Les employeurs n’en font pas assez pour la santé mentale, jugent les jeunes professionnels. Et la moitié d’entre eux consentent à se faire espionner par leur patron pour qu’il s’assure du respect des heures de travail.

La majorité des jeunes professionnels, soit 60 %, ressentent chaque semaine de la fatigue et de l’épuisement tandis que 44 % sont anxieux et déprimés, révèle un nouveau sondage réalisé par Léger pour le Regroupement des jeunes chambres de commerce du Québec (RJCCQ).

Les femmes sont les plus touchées, ce qui fait dire au RJCCQ que les employeurs gagneraient à avoir une approche personnalisée dans la gestion de leurs ressources humaines.

Le RJCCQ sonde tous les six mois depuis deux ans et demi les jeunes professionnels pour créer un dialogue entre employeurs et employés.

Les entreprises offrent à coup sûr plus d’aide aux employés qu’en 2019, mais plus de la moitié des employés (55 %) ne sont pas satisfaits de la réponse de leur employeur face aux problèmes de santé mentale au travail.

Et même si les employeurs fournissent les mêmes mesures qu’en mars dernier, ce nouveau coup de sonde révèle que ce n’est plus suffisant.

« Ce qui ressort le plus fort dans ce sondage, c’est à quel point les employés jugent sévèrement les employeurs dans tout ce qui a trait à la santé mentale », observe en entrevue avec La Presse Pierre Graff, PDG du RJCCQ.

La santé mentale prend de plus en plus de place dans les discussions, ce qui est une bonne nouvelle. Or l’enjeu n’est plus relié aux années de pandémie, mais devient structurel, analyse le PDG.

« Ce qui est surprenant, poursuit M. Graff, c’est que la majorité de ceux qui ont accès à de l’aide (89 %) disent que les simples mesures que les employeurs ont mises en place les aident à surmonter leurs défis personnels. On voit que ça ne prend pas grand-chose. »

Parmi ces mesures, on cite les congés supplémentaires, les programmes d’aide aux employés (PAE) et les offres de formation sur l’anxiété.

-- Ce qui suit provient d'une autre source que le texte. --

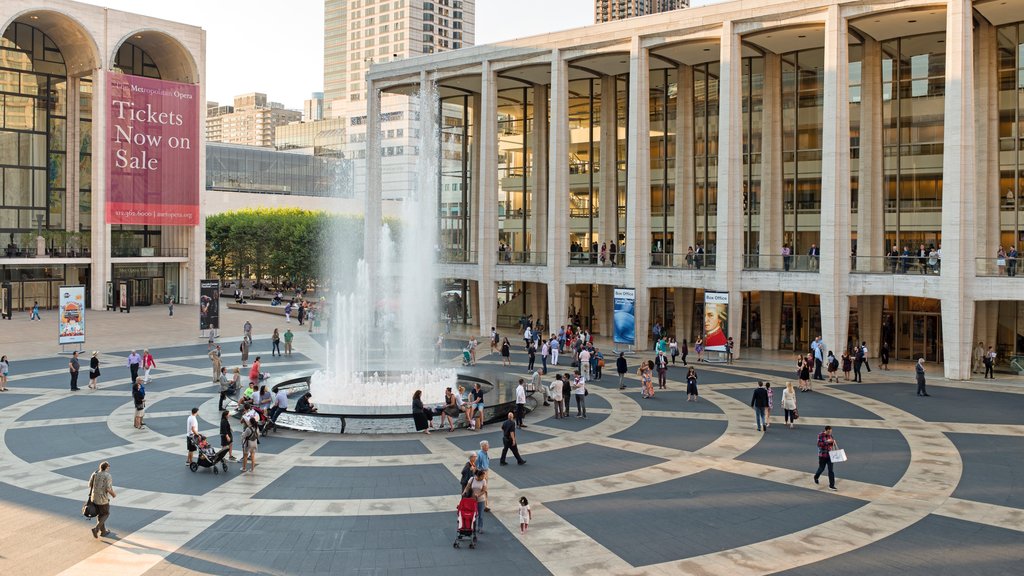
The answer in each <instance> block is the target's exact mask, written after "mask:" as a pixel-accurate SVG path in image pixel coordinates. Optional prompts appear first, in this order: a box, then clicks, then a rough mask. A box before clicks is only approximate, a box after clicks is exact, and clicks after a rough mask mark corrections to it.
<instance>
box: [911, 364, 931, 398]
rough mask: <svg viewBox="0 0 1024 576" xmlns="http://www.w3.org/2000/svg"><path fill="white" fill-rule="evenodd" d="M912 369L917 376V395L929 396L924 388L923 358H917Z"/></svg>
mask: <svg viewBox="0 0 1024 576" xmlns="http://www.w3.org/2000/svg"><path fill="white" fill-rule="evenodd" d="M913 371H914V372H915V374H916V376H918V396H931V395H930V394H928V390H927V389H926V388H925V359H924V358H919V359H918V365H916V366H915V367H914V369H913Z"/></svg>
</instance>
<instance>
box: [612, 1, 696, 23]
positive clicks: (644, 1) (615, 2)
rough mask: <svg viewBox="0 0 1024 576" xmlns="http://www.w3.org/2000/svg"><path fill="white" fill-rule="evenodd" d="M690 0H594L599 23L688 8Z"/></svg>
mask: <svg viewBox="0 0 1024 576" xmlns="http://www.w3.org/2000/svg"><path fill="white" fill-rule="evenodd" d="M689 5H690V2H689V0H594V22H595V23H597V24H601V23H606V22H612V20H621V19H625V18H631V17H633V16H645V15H647V14H659V13H662V12H668V11H669V10H676V9H679V8H686V7H688V6H689Z"/></svg>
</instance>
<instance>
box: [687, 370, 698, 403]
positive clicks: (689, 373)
mask: <svg viewBox="0 0 1024 576" xmlns="http://www.w3.org/2000/svg"><path fill="white" fill-rule="evenodd" d="M696 401H697V371H696V369H695V368H693V367H692V366H690V368H689V370H687V371H686V402H696Z"/></svg>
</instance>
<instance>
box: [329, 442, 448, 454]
mask: <svg viewBox="0 0 1024 576" xmlns="http://www.w3.org/2000/svg"><path fill="white" fill-rule="evenodd" d="M429 453H430V450H427V447H426V446H424V445H423V443H422V442H420V441H419V440H395V441H377V440H374V441H372V442H353V441H348V440H332V441H331V442H328V443H327V444H325V445H324V446H321V447H319V448H318V449H317V450H316V451H315V452H313V456H402V455H406V454H429Z"/></svg>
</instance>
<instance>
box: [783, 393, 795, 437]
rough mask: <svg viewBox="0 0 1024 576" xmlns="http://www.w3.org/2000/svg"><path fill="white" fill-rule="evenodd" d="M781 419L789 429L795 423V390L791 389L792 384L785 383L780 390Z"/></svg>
mask: <svg viewBox="0 0 1024 576" xmlns="http://www.w3.org/2000/svg"><path fill="white" fill-rule="evenodd" d="M782 417H783V418H784V420H785V425H786V426H788V427H791V428H792V427H793V426H794V424H795V423H796V422H797V390H795V389H793V382H786V383H785V388H783V389H782Z"/></svg>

« Clairement, il y a une volonté de la part des employeurs de s’adapter. Par contre, il y a des statistiques qui montrent que des employeurs ne font pas attention. »

Si 69 % des jeunes professionnels disent qu’il est plutôt facile de concilier travail et vie personnelle, en regardant les résultats de plus près, on constate que les jeunes familles peinent à y arriver. Les statistiques indiquent aussi que cette conciliation est ardue chez ceux qui doivent se présenter au bureau plus de deux jours par semaine.

Le télétravail est dorénavant considéré comme un acquis par cette génération. Après le grand retour au bureau de l’an dernier, le retour supplémentaire de cette année entraîne des enjeux de santé mentale que l’on n’aurait pas soupçonnés il y a quatre ans.

« Les jeunes professionnels sont très à l’aise avec le retour hybride, mais pour le retour supplémentaire au bureau, ceux qui sont rendus à 3,6 jours par semaine en moyenne vivent plus d’enjeux importants en termes de conciliation travail-vie personnelle, d’anxiété et de santé mentale, par rapport à ceux qui en font 1 à 2 par semaine », affirme Pierre Graff, du RJCCQ.

Les jeunes professionnels sont divisés au sujet des limites entre la vie personnelle et professionnelle, notamment pour faire avancer leur carrière. Curieusement, ils sont nombreux (56 %) à se dire prêts à accepter de se faire surveiller par l’employeur pour vérifier qu’ils respectent le nombre d’heures de travail.

De plus, selon 42 % des répondants, les gestionnaires devraient aussi être en mesure de communiquer avec leurs employés en dehors des heures de travail en cas d’urgence.

« La conciliation prend de plus en plus de place chez les jeunes professionnels et ceux-ci tiennent à ce qu’il y ait une délimitation claire entre le travail et la vie privée. Ils préfèrent qu’il y ait une certaine transparence dans la manière dont le travail est évalué pour être sûrs qu’on ne le dépasse pas », soutient Pierre Graff.